AI Gateway Pattern on Azure: Centralized LLM Access, Rate Limiting, and Cost Control
How to implement an AI Gateway using Azure API Management to centralize LLM access, enforce rate limits, allocate costs per team, and maintain compliance across enterprise AI workloads.
When one team experiments with Azure OpenAI, governance is simple. When ten teams build production AI features simultaneously, chaos follows: unpredictable costs, no usage visibility, inconsistent content safety policies, and no way to trace which application generated which tokens.
The AI Gateway pattern solves this by centralising LLM access through a managed proxy — typically Azure API Management. Every LLM call routes through the gateway, which enforces rate limits, tracks costs, logs requests, and balances load across deployments.
Why You Need an AI Gateway
Problem 1: Cost Visibility
Without a gateway, Azure OpenAI costs appear as a single line item. You cannot answer:
- Which team consumed how many tokens?
- Which application has the highest cost?
- Is that spike in spending a legitimate workload or a runaway loop?
Problem 2: Rate Limiting
Azure OpenAI has per-deployment rate limits (tokens per minute). Without a gateway:
- One team's batch job can exhaust the quota, blocking other teams
- No fair-share allocation between teams
- No protection against runaway agents consuming the entire quota
Problem 3: Compliance
Different workloads may require different content safety settings, different models, or different logging policies.

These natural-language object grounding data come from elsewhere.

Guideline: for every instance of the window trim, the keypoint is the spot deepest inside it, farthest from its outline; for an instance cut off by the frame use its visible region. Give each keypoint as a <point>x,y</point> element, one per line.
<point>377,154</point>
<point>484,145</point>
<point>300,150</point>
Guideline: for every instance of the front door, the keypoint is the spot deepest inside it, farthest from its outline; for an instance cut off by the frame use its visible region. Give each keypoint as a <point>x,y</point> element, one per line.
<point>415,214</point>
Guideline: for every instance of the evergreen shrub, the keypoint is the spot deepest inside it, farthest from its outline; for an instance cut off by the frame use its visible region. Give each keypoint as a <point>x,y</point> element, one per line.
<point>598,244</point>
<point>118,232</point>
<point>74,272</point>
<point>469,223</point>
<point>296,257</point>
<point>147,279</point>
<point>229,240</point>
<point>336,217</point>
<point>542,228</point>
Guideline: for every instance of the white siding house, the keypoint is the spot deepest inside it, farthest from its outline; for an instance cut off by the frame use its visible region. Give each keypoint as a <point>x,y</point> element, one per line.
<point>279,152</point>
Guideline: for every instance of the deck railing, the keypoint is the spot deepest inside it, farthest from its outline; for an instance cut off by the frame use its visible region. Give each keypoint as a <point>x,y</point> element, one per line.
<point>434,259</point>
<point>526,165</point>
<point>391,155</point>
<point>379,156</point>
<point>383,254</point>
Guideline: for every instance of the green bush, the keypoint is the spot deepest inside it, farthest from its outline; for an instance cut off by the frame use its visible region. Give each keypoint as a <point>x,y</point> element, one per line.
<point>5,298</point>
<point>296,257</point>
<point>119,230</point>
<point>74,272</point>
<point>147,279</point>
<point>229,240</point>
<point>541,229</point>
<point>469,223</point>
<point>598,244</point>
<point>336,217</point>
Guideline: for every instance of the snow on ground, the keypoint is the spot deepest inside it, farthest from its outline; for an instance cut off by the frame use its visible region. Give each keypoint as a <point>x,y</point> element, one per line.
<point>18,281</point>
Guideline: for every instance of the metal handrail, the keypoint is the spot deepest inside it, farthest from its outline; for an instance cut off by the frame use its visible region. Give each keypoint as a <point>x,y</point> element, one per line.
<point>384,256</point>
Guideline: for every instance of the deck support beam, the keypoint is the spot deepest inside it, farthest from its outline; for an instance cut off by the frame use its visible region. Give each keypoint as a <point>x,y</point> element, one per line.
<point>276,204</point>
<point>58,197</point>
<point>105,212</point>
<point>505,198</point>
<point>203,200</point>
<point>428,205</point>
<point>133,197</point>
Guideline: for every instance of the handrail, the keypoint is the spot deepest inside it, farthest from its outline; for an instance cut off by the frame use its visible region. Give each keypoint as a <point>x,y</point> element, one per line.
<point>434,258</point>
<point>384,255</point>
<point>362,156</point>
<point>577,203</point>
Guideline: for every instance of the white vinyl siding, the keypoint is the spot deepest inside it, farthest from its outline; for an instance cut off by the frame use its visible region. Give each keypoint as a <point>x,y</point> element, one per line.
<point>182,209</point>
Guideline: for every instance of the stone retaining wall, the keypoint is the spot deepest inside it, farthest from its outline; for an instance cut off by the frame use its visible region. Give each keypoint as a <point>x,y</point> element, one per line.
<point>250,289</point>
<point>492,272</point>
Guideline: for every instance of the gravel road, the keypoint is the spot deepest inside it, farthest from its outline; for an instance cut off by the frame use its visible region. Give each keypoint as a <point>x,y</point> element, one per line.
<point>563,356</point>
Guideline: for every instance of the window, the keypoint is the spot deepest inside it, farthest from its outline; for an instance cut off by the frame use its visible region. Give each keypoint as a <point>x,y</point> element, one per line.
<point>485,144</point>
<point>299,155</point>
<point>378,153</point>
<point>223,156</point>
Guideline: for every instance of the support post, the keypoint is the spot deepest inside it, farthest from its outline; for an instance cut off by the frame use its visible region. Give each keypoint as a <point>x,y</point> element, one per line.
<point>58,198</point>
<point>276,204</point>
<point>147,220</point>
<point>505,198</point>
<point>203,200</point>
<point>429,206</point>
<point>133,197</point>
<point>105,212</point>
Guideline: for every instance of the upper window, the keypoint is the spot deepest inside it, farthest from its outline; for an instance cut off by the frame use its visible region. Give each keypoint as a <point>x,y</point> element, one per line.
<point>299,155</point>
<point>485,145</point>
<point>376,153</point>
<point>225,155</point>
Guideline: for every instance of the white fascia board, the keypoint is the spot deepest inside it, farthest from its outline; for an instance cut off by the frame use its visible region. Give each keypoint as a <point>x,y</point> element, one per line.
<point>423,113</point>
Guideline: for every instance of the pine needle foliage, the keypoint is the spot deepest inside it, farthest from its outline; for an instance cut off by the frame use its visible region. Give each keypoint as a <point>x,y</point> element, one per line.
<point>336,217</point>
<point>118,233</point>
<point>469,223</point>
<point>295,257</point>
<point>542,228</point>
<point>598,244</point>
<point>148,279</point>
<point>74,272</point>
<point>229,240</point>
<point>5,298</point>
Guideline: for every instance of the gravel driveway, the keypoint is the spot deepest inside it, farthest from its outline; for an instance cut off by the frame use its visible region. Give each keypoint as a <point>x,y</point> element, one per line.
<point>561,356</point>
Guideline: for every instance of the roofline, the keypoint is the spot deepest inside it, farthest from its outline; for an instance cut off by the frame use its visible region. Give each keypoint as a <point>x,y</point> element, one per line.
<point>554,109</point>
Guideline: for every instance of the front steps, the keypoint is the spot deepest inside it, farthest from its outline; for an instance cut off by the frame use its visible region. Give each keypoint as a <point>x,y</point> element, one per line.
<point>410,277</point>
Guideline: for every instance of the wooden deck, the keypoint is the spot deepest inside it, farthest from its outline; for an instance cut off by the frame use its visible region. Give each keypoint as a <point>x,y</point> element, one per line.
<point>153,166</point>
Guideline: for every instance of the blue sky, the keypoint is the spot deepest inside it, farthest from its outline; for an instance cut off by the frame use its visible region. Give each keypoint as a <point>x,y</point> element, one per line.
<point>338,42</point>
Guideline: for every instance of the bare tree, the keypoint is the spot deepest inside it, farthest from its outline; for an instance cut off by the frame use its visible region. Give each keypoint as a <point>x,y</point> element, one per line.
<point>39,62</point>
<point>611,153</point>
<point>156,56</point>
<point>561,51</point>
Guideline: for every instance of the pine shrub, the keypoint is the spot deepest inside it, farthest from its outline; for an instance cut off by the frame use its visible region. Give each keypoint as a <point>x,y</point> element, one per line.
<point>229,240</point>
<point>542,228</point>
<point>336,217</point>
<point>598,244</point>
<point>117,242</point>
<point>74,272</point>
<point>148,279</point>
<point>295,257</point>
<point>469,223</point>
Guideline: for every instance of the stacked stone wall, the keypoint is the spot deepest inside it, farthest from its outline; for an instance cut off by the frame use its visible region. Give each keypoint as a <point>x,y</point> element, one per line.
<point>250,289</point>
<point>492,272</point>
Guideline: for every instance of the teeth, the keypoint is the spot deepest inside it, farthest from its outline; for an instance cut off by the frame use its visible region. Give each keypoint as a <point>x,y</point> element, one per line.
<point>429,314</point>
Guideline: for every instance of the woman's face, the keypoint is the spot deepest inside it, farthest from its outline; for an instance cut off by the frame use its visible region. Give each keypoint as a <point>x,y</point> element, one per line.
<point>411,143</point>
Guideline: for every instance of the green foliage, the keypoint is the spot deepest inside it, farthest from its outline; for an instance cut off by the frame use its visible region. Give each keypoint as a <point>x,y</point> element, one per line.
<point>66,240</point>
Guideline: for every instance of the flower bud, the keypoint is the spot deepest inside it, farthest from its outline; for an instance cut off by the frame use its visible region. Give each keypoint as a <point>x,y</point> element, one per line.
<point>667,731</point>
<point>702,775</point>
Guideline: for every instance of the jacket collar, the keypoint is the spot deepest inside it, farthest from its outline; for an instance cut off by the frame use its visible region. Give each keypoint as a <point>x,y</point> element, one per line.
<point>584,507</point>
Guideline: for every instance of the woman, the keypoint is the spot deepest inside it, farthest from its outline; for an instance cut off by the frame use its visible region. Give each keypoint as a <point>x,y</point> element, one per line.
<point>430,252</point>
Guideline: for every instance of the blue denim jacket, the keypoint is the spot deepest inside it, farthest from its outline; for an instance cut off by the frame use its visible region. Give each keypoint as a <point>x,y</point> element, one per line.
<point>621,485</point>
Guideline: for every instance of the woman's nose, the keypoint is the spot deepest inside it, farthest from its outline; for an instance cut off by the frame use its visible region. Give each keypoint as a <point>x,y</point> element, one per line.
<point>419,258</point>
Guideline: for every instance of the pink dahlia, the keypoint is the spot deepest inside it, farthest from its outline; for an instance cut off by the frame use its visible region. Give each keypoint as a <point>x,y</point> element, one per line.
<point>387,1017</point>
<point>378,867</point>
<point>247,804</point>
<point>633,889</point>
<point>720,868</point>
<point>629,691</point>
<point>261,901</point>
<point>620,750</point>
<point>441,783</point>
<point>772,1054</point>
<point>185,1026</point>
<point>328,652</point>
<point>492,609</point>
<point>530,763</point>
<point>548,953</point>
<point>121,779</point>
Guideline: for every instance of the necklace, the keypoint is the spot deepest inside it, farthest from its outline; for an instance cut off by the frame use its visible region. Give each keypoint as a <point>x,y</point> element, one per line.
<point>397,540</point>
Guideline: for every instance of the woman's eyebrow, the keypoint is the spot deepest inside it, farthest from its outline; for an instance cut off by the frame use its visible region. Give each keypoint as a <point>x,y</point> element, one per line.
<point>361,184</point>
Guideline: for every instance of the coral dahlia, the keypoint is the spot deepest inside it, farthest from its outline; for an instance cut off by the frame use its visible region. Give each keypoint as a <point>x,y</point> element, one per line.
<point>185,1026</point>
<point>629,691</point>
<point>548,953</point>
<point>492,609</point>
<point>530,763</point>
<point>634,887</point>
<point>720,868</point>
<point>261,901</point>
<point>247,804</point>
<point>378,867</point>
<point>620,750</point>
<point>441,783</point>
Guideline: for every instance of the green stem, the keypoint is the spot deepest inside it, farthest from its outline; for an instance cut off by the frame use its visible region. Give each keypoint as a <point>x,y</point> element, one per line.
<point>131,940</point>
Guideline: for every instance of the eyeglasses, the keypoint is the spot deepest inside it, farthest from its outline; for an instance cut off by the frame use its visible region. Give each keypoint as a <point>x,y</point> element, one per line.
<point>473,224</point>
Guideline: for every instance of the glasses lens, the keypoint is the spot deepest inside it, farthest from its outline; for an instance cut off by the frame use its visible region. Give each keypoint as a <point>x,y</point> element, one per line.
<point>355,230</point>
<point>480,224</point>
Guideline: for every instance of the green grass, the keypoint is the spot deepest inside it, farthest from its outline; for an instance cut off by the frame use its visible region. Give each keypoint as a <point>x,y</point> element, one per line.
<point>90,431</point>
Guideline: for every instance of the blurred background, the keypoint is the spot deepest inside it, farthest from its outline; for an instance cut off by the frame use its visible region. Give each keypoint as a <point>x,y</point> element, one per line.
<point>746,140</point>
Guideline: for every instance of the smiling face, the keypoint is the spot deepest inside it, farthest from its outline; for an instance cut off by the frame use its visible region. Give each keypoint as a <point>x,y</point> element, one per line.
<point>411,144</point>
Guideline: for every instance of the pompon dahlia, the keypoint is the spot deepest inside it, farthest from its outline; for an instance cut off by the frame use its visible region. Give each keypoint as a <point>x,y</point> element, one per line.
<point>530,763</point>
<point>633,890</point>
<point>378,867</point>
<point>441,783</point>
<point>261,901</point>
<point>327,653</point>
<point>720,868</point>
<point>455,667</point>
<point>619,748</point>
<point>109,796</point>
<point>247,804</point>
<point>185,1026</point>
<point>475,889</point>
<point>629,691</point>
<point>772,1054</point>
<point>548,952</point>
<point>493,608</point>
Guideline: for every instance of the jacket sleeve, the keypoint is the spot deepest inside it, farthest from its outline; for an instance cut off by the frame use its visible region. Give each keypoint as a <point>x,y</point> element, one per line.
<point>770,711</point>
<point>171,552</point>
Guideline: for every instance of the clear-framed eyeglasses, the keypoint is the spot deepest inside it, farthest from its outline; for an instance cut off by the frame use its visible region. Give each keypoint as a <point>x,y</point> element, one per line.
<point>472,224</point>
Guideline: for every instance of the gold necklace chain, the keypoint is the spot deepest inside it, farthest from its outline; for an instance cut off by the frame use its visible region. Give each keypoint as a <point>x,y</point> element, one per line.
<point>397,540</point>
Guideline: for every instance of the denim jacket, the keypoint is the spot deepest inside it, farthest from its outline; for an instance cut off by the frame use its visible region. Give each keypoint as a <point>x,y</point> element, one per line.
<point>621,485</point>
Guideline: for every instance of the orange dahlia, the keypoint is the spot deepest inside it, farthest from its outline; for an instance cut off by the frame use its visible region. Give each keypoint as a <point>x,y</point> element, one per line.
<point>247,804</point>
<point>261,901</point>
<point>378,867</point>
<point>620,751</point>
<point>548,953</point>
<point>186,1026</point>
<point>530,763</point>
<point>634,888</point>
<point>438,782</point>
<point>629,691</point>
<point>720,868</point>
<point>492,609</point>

Without a gateway, each team configures these independently — if at all.
Architecture
Request Flow Through the AI Gateway
APIM Policy: Token-Based Rate Limiting
<policies>
<inbound>
<!-- Authenticate the calling application -->
<validate-jwt header-name="Authorization"
failed-validation-httpcode="401">
<openid-config url="https://login.microsoftonline.com/{tenant}/v2.0/.well-known/openid-configuration" />
<required-claims>
<claim name="roles" match="any">
<value>AI.Consumer</value>
</claim>
</required-claims>
</validate-jwt>
<!-- Rate limit by subscription: 100K tokens per minute -->
<azure-openai-token-limit
counter-key="@(context.Subscription.Id)"
tokens-per-minute="100000"
estimate-prompt-tokens="true"
remaining-tokens-variable-name="remainingTokens" />
<!-- Track token usage for cost allocation -->
<azure-openai-emit-token-metric
namespace="AIGateway">
<dimension name="Team" value="@(context.Subscription.Name)" />
<dimension name="Application" value="@(context.Request.Headers.GetValueOrDefault("X-App-Name", "unknown"))" />
<dimension name="Model" value="@(context.Request.MatchedParameters["deployment-id"])" />
</azure-openai-emit-token-metric>
<!-- Route to the appropriate backend -->
<set-backend-service backend-id="openai-load-balancer" />
</inbound>
<backend>
<forward-request timeout="120" />
</backend>
<outbound>
<!-- Log token consumption -->
<log-to-eventhub logger-id="ai-gateway-logger">@{
var body = context.Response.Body.As<JObject>(preserveContent: true);
return new JObject(
new JProperty("timestamp", DateTime.UtcNow),
new JProperty("team", context.Subscription.Name),
new JProperty("model", context.Request.MatchedParameters["deployment-id"]),
new JProperty("promptTokens", body?["usage"]?["prompt_tokens"]),
new JProperty("completionTokens", body?["usage"]?["completion_tokens"]),
new JProperty("totalTokens", body?["usage"]?["total_tokens"])
).ToString();
}</log-to-eventhub>
</outbound>
</policies>Load Balancing Across Azure OpenAI Instances
<backend id="openai-load-balancer">
<load-balancer>
<backend-pool>
<backend id="openai-eastus" priority="1" weight="50" />
<backend id="openai-westeurope" priority="1" weight="50" />
<backend id="openai-swedencentral" priority="2" weight="100" />
</backend-pool>
</load-balancer>
</backend>Priority-based routing with weight distribution. If primary backends (East US, West Europe) are saturated, traffic overflows to Sweden Central.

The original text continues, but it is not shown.